Mortal Kombat X reigns supreme this week, bringing the iconic fighting game series’ bone-crunching, gut-spilling action to the latest generation of consoles for its best entry in years. Gamers with a more indie sensibility, but looking for no less of a challenge, have Titan Souls, a pixelated lovechild of Shadow of the Colossus and Dark Souls that delivers on every bit of the promise from invoking those two gaming shibboleths.
What will you be playing this week?
Mortal Kombat X
PS4/Windows/XB1 (April 14)
NetherRealm Studios set a new high bar for over-the-top gruesome action with this latest entry in the venerable fighter franchise. Series regulars like Sub-Zero and Baraka return with favorite moves and a few new surprises, fighting alongside a new generation of kombatants like Cassie Cage.
Beyond just nailing the essentials of masterful evisceration, Mortal Kombat X also introduces new elements to freshen things up for longtime fans, such as new challenge modes, multiple fighting styles for every character, and a connected, faction-based social metagame.
Titan Souls
PS4/Vita/Windows (April 14)
“A pixelated Shadow of the Colossus meets Dark Souls” is a description that will get many gamers salivating, and Titan Souls really delivers on that promise. Explore a mysterious environment and battle more than 20 uniquely challenging bosses in this elegant, focused, and puzzle-like adventure.
The game started its life as a Ludum Dare challenge around the theme “you only get one.” In this case that means you are only armed with a bow and single arrow, which you must retrieve between shots. Each boss requires a single shot to kill, but like a good Souls game, these unique challenges will require a lot of analysis, trial, and error to get the strategy and timing just right.
Available at: Steam
Grand Theft Auto V
Windows (April 14)
Long-anticipated, this definitive version of Rockstar’s 2013 opus finally brings all of its open-world shenanigans to PC gamers, loaded with all of the extra features and content that have come out in the intervening years. That includes the cooperative heists, just recently added to the game’s online component, and the first-person perspective gameplay mode, a series first.

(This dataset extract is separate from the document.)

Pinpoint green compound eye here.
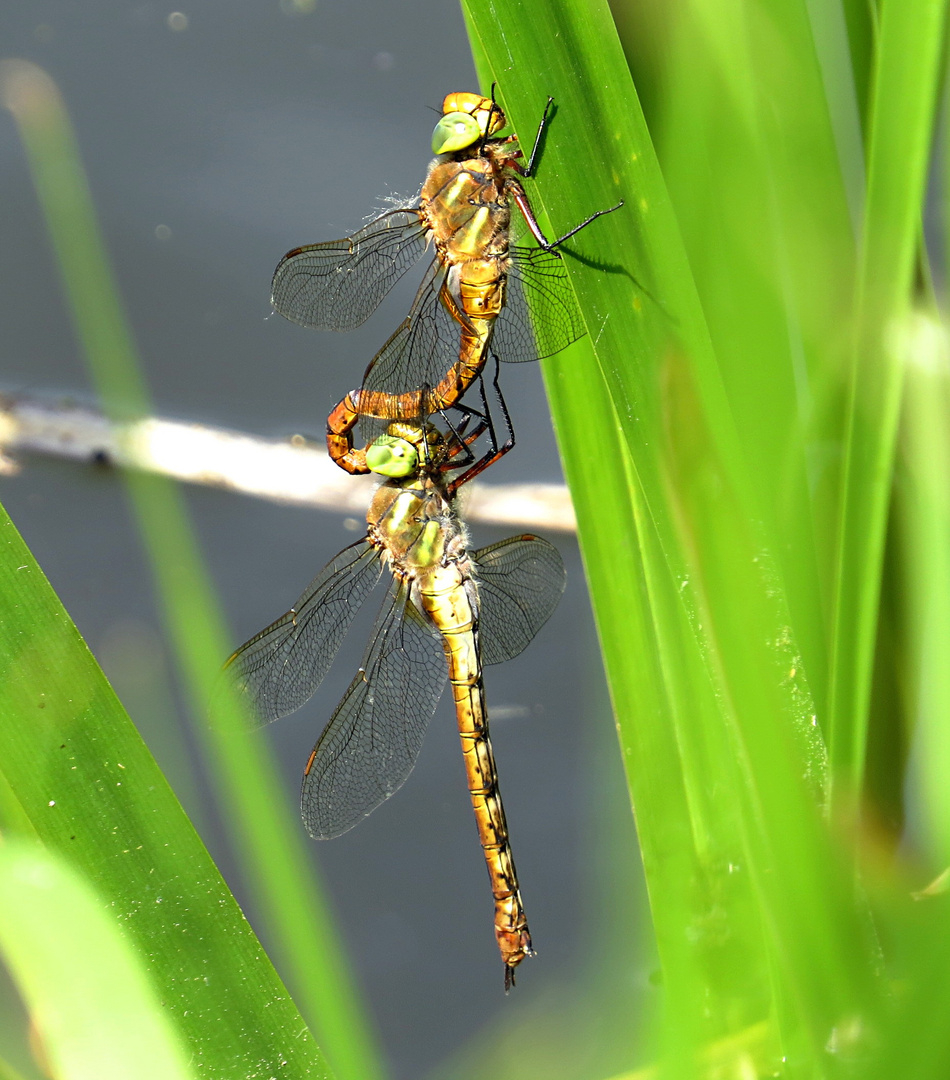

Allowing for the higher ceiling of PC processing power, this iteration features a wide array of visual options and settings to show off your hardware, including support for 4K monitors running at 60 frames per second.
Goat Simulator
XB1 (April 17)
Following the growing success of prosaic simulator games like Euro Truck Simulator, Farming Simulator, and City Bus Simulator, Coffee Stain studios created this joyously strange tribute to how broken, strange, and pointless video games can be. You are a goat exploring an open world and racking up points for destroying everything and everyone around you, as goats are wont to do.
First released for Windows in 2014, it was subsequently expanded with the free Goat MMO Simulator DLC, giving the ragdoll sandbox insanity a new frame that parodies the tropes of massively multiplayer online roleplaying games.